Mapping the flows of ecosystem services helps to identify life-supporting benefits (to humans) from functioning ecosystem services and, in some ways more importantly, helps to identify the beneficiaries of those services, a neat trick that will also inform the distribution of ecosystem benefits. Consequently, although the ecosystem services approach may not solve all of our equity problems, the information generated through benefit-flows mapping will facilitate more effective and equitable resource management planning beyond local borders in the following ways.
First, mapping ecosystem benefit flows begins with an inventory of the ecosystem services at hand, their supply and demand. Understanding ecosystem services is a crucial step away from the resourcification of ecosystems, the process of conceptually transforming ecosystems from the processes they engage in to a pile of commodifiable resources for the market. The spatially explicit information generated in benefit-flows mapping “provides baseline data to measure new future gains or losses for policy impact assessment,” engendering more effective planning decisions. Moreover, mapping flows will provide better information for understanding shifting risk factors resulting from ecosystem migration and for targeting areas where fruitful ecosystem investments could accommodate human migration.
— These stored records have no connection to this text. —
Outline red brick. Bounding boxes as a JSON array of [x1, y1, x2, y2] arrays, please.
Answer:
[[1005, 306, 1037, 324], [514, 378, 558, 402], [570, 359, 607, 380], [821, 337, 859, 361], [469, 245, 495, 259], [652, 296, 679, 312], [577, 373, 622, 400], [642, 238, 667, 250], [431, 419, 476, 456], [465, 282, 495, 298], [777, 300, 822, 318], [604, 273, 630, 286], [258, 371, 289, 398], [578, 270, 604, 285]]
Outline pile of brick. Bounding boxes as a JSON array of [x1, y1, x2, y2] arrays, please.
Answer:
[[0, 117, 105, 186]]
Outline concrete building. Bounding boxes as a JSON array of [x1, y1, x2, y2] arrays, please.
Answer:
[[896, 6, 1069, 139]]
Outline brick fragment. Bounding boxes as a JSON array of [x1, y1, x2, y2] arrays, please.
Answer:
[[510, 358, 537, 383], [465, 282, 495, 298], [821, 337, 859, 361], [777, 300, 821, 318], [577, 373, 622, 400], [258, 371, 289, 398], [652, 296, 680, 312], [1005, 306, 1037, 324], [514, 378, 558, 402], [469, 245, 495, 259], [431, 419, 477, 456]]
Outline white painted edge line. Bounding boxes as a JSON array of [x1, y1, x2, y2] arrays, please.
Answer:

Second, mapping these flows helps to foster understanding of the relationships between different stakeholders and the ecosystem processes that provide benefits: “Understanding of ES flows is essential for understanding ES demand as they allow people to actually benefit from a good or service.” In many cases, mapping illustrates the ways multifunctional landscapes provide cascading services, suggesting that attention should be given to sub-units and specific benefit demands that might be overlooked (and thus ignored) from generalizations about ecosystem-wide services. Benefit-flow mapping also helps to “identify which regions are critical to maintaining the supply and flow of benefits for specific beneficiary groups.”
Third, mapping benefit flows will provide a better understanding of the power relationships between ecosystem service beneficiaries, with recognition that “those stakeholders able to manage . . . keystone ecological properties and ecosystem services can affect the well-being of other stakeholder groups by determining the ecosystem’s capacity to provide services and/or by controlling them.”
Finally, if we want all communities to improve resiliency, engage in adaptive measures, and otherwise be prepared for climate change, we have to think in terms of climate justice. Benefit-flows mapping will provide an accessible depiction of the ways that geographically distinct communities are related and connected. It will assist as stakeholders engage in communicating needs and priorities among ecosystem benefits and empower more specific and effective communication within and among power relationships, ensuring a more equitable allocation of resources to where they are needed.
Mapping benefit flows is an act of community empowerment. The process will activate perspectives on accountability and collaboration in the preparedness process. It provides granular-level information about the different dependencies and power structures among forest, watershed, agricultural and groundwater-dependent communities. And, in the end, it will give us all something to talk about.
- Keith Hirokawa, Professor of Law, Albany Law School.